Disturbing questions

Sacramento’s unemployment rate is currently at 12.9 percent, almost three times as high as it was five years ago. I don’t have to look far to see the real-world consequence of this statistic. I work in mental health. The demand for services is on the rise at the same time as government funding to provide those services is being scaled back. My brother, a recent college graduate, has been unemployed for over a year. Even as a unionized public-sector employee, my own job security is hardly assured.

But how much has the recession changed our lived environment? I got to thinking about this when my employer relocated me from the mental-health complex on Stockton Boulevard to a smaller clinic off of Florin Road. The two neighborhoods are very different, but I found they share a similar inertia.
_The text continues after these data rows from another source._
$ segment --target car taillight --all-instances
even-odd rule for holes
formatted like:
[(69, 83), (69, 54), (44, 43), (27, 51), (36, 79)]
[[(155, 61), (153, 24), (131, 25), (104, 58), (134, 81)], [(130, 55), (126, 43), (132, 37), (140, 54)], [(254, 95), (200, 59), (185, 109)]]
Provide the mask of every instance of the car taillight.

Stockton Boulevard north of Broadway, with its array of hospitals and doctor’s offices, is a harbinger of the future. Due to the aging baby boomers, health care is projected to grow significantly as a percentage of gross domestic product. Hospitals and nursing homes will be the factories of tomorrow. The recession has made it harder for poor Sacramentans to receive health care, but you will see few signs of this on Stockton Boulevard. The UC Davis Medical Center recently opened their glittering new emergency department. The great leap forward toward a society based upon prostate exams and waiting-room ennui proceeds undaunted.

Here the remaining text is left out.